(BVH hasn’t ported yet, I’m porting it from my previously unpublished opencl RTRT application, but it also requires writing a WGSL version of radix sort, because the Boost.Compute library was used for this earlier)
WebRTX is not hardware ray tracing and is a pure compute shader implementation. This means WebRTX works as long as your browser supports WebGPU (only tested on Chrome so far).
but again without GPGPU BVH Building apparently
The building of BVH happens on host which is then flattened into a buffer for stackless traversal on GPU.
the implementation is tricky, of course although we can say that this is a professional approach (in that tracing can be written on GLSL shaders, even if it is not supported in drivers), but taking into account the CPU’s BVH build, this is of course still quite useless …
### Code structure
/bvh - Rust code for building BVH and serializing it to a format suitable for stackless traversal on GPU.
/glsl - Rust code for parsing and manipulating user provided shaders.
if anyone is interested, there is an implementation of radix sort for webgpu (native)
(link to github)
good performance, but after porting to Babylon JS webgpu layer - performance decreases by 5-7 times
therefore, you will probably have to implement the ray tracer in webgpu native, without Babylon JS - at least until the latter has the ability to access the low-level webgpu API (it seems there is no such option now?)
Would you have a link to your port? I don’t really see why the port to Babylon would be slower because the layer is very thin, as we basically dispatch the compute shader calls to the browser…
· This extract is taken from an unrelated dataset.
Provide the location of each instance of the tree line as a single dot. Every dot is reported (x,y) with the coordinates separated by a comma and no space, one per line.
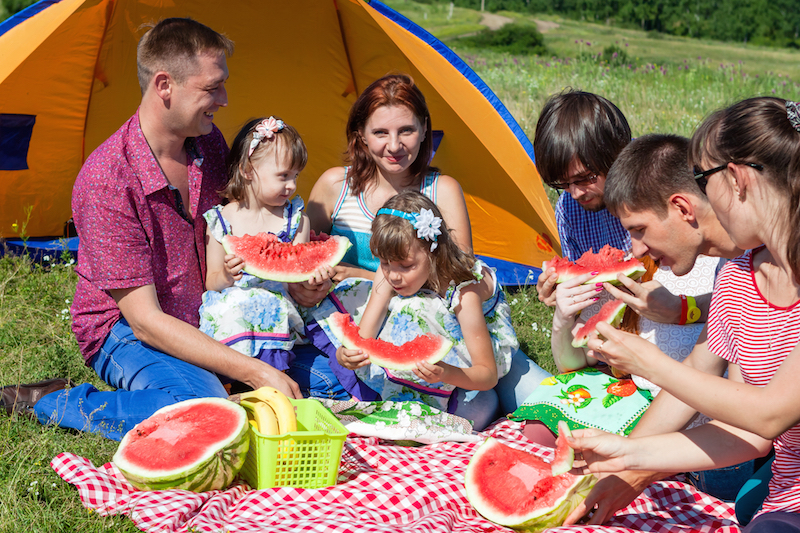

bGroup1_t and bGroup2_t don’t exist and are never written, so you end up creating two buffers every time Update_PipelineRadixScan2 is called.
What’s more, in the original code, it creates all bind groups in advance and simply uses them in the main loop. In Babylon.js, when you update a compute shader input, the bind group must be recreated. If you want better performance, you should create as many compute shaders as you can have variations of the inputs. This way, the behavior will be closer to the original code, where everything is created once and you only have to dispatch the compute shaders (and update the uniform buffers).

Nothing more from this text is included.